Diante da impotência em exercer o exercício da profissão, muitos médicos estão diante de um verdadeiro cenário de guerra, conta Vianna. Embora muitos já tenham atuado em situações limítrofes, agora estão esgotados fisicamente e emocionalmente.
“Falta medicamentos, pacientes estão no chão. Se sentem até ameaçados, situação totalmente anormal, única palavra que consigo pra desenhar é cenário de guerra”, diz. “O estado tem uma das maiores taxas de infecção dos profissionais de saúde. Não há proteção individual, as estruturas hospitalares não são muito bem planejadas”, critica o sindicalista.
Um outro médico que prefere não se identificar por receio de perseguições, assinala que a situação da área da saúde é calamitosa há décadas. “Estamos há quase duas décadas sem reajuste de salário. Aqui tem terceirização de trabalho na ponta. Muitos ficaram quase um ano inteiro, entre 2019 e 2020, trabalhando sem receber. Chegaram ao ponto de não terem condição de se locomover para o trabalho. O sistema de saúde está numa areia movediça. ela se movimenta. Entra e sai governo, a impressão é que só tem gente da mais elevada incompetência”, desabafa o médico.
NATURALIZAÇÃO DA MORTE
Olhar as imagens de Manaus e conversar com quem está lá é estarrecedor. Daqui do Sudeste, não sabemos do problema um terço. Afinal, desse lado do Brasil, impera o ego pela corrida da vacina, que duela contra o extremismo de um presidente que pula no mar para demonstrar saúde em um país onde 1 mil morrem por dia pela Covid-19.

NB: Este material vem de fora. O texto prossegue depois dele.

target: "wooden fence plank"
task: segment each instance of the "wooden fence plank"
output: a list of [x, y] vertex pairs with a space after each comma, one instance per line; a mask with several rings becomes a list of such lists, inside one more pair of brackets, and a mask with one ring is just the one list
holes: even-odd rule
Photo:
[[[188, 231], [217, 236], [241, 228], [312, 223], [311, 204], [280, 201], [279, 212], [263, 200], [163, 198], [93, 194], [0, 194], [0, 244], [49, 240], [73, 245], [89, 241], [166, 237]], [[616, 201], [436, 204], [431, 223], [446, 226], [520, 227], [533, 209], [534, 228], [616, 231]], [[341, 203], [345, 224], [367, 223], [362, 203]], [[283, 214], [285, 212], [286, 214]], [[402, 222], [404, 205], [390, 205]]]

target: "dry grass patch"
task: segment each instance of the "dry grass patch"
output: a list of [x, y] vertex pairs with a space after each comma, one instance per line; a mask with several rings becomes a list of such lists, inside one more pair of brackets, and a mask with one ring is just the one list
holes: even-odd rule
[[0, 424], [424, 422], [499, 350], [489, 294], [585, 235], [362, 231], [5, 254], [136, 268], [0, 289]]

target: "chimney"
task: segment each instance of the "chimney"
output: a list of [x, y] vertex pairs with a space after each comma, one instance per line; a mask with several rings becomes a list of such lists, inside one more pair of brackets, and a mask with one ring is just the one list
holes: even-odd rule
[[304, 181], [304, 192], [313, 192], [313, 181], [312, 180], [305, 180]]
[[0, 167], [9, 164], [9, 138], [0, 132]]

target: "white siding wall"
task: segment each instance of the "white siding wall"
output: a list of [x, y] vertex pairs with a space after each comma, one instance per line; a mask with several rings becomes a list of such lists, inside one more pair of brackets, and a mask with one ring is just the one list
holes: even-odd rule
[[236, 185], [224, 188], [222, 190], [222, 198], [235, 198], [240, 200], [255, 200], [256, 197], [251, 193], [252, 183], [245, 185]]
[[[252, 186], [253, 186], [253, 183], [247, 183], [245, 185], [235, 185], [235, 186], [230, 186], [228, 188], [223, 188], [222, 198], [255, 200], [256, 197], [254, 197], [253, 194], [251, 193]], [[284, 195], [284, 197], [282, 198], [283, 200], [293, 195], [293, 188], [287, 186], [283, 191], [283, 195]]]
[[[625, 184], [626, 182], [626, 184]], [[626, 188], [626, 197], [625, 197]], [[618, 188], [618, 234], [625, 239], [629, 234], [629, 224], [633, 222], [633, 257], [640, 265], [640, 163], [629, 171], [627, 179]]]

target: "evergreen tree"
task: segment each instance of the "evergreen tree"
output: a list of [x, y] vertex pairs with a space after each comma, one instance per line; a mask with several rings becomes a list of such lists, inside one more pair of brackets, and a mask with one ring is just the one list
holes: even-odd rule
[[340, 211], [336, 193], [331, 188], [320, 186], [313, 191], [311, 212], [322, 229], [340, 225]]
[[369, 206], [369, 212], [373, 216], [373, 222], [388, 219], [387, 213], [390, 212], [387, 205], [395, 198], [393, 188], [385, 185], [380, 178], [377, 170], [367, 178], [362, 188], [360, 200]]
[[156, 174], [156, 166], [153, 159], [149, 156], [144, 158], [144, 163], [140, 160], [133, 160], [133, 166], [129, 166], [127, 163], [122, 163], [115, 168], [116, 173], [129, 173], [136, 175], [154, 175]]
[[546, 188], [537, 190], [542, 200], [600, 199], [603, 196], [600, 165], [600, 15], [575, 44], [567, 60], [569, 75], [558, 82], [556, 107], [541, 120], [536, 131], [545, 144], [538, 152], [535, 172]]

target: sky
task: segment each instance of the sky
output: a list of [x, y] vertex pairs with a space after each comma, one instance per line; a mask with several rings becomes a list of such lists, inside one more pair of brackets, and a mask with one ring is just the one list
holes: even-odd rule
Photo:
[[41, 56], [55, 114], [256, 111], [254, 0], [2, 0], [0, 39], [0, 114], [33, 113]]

Bater panelas é ínfimo. É preciso maior mobilização social contra o genocídio em curso. Mas o medo de contaminação também nos paralisa e adoece trancados dentro de casa. Faz tempo que a população brasileira se sente de mãos atadas.
Atrás de cada máscara, esgotamento, cansaço, medo. É difícil viver morrendo. Neste domingo (17) a Anvisa aprovou o uso da vacina no Brasil. A torcida é grande, queremos viver. Mas falta oxigênio em Manaus, médicos se recusam a fazer testes do coronavírus nas periferias. “Eu não posso respirar” não apenas atravessou 2020, como também chega nos primeiros dias de 2021 lembrando que ainda vai demorar para recuperarmos o ar.
Mas como bem poetizou Pablo Neruda, “por estes mortos, nossos mortos, peço castigo. Para os que salpicaram a pátria de sangue, peço castigo. Para o verdugo que ordenou esta morte, peço castigo. Para o que deu a ordem de agonia, peço castigo. Para os que defenderam este crime, peço castigo”.